Supplementary Note 17: See the following articles (all most recently revised in 2019) at https://www.wikipedia.org: “Friction”, “Rolling resistance”, “Energy efficiency in transport”, “Magnetic levitation”, “Maglev”, and “Inductrack”. (While traditional railroad transportation is more energy-efficient at low to moderate speeds, maglev trains almost completely abolish wear on the tracks, owing to their lack of mechanical contact with the tracks: see the last three Wikipedia articles cited in this Supplementary Note 17.) See also the following articles at The Engineering Toolbox website https://www.engineeringtoolbox.com: “Friction and Friction Coefficients” (most recently revised in 2004) at https://www.engineeringtoolbox.com/friction-coefficients-d_778.html.and “Rolling Resistance” (most recently revised in 2008) at https://www.engineeringtoolbox.com/rolling-friction-resistance-d_1303.html.

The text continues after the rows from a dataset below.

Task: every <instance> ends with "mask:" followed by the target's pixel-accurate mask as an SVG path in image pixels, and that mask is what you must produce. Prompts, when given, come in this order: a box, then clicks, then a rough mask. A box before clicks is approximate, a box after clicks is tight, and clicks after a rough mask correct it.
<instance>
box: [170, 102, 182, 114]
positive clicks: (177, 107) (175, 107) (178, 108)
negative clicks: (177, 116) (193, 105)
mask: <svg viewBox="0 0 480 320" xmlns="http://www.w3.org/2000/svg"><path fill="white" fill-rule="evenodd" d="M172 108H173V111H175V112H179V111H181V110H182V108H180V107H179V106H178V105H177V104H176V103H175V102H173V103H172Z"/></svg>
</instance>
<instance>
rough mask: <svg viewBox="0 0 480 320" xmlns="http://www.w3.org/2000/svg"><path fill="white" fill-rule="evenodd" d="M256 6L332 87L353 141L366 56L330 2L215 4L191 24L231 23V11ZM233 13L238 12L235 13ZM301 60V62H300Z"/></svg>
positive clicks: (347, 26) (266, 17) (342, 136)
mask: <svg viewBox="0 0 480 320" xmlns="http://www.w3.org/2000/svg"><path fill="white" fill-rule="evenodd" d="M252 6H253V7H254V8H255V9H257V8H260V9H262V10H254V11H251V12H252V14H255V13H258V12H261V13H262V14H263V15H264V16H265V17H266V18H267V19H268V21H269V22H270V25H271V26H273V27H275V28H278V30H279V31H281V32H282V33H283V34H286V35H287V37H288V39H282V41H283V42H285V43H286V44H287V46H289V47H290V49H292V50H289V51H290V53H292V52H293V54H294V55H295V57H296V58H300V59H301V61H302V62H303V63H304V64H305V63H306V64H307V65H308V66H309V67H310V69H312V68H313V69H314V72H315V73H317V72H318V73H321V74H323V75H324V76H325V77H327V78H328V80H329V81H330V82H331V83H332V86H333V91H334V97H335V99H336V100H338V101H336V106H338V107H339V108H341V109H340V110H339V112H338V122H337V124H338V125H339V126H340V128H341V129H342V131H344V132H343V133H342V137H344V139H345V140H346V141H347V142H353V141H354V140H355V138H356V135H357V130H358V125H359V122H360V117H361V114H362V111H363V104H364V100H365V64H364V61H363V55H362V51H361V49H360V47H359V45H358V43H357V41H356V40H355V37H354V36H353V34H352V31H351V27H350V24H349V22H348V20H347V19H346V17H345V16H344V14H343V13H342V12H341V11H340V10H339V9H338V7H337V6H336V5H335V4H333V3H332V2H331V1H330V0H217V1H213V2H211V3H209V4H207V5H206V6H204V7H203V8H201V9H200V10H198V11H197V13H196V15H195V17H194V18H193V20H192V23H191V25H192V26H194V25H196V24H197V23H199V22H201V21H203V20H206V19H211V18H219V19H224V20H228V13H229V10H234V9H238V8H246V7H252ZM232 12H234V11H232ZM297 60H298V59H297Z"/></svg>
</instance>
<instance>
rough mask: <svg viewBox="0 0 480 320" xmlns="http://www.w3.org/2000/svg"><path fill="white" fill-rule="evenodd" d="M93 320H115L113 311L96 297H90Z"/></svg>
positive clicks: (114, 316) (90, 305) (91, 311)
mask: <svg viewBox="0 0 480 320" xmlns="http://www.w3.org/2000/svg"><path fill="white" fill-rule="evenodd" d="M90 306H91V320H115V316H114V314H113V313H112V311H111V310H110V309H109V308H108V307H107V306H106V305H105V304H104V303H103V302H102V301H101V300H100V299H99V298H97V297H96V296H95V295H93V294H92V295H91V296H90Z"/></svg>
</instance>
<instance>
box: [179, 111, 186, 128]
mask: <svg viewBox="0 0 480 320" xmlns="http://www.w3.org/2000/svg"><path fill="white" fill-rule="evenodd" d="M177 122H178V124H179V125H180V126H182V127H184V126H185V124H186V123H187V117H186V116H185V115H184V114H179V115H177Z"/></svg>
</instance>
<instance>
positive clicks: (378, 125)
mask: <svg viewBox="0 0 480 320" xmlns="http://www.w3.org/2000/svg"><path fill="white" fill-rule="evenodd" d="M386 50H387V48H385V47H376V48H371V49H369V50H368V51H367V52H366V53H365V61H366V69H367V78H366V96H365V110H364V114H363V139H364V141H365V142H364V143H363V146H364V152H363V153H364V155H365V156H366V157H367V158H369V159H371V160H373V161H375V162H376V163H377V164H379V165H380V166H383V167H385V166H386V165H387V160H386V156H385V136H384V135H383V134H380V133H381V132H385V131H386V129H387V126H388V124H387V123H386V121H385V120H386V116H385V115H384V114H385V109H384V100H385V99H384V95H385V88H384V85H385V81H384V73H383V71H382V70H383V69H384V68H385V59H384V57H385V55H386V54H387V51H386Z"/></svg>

Supplementary Note 18: Ground effect is discussed in the following articles: “Ground Effect” (most recently revised in 2017) at the SKYbrary website https://www.skybrary.aero/index.php/Main_Page; also, “Ground effect (aerodynamics)” and “Ground-effect vehicle” (both most recently revised in 2019) at https://www.wikipedia.org. Intuitively, one might attribute the ground effect for an aircraft near the ground as being due to compression of air near the ground, thus creating a lift-augmenting cushion of air under the aircraft that helps to support the aircraft. The wings, and possibly the aircraft as a whole, being inclined slightly upwards towards the direction of flight helps in this compression of air near the ground and thus in the creation of this air cushion. (The ground is usually a land surface, but could be a smooth water surface.) But this is only partially correct. Ground effect is a more complex, multifaceted, phenomenon. A perhaps less intuitively obvious contribution to the ground effect for aircraft arises because the proximity of the ground does not allow vortices at the wing tips to fully form, thus reducing induced drag. Thus ground effect results not only in increased lift but also in decreased drag. A given lift is produced at a smaller angle of attack with ground effect than without it. This is consistent with induced drag being smaller with ground effect than without it, because it corresponds to lift being directed at a smaller angle backwards (recall Supplementary Note 9). Thus at any given angle of attack ground effect results not only in increased lift but also in decreased drag. Hence a higher L / D ratio obtains at any given angle of attack with ground effect than without it owing to both increased lift and decreased drag. Also, the stalling angle of attack (recall Supplementary Note 6) is larger with ground effect than without it.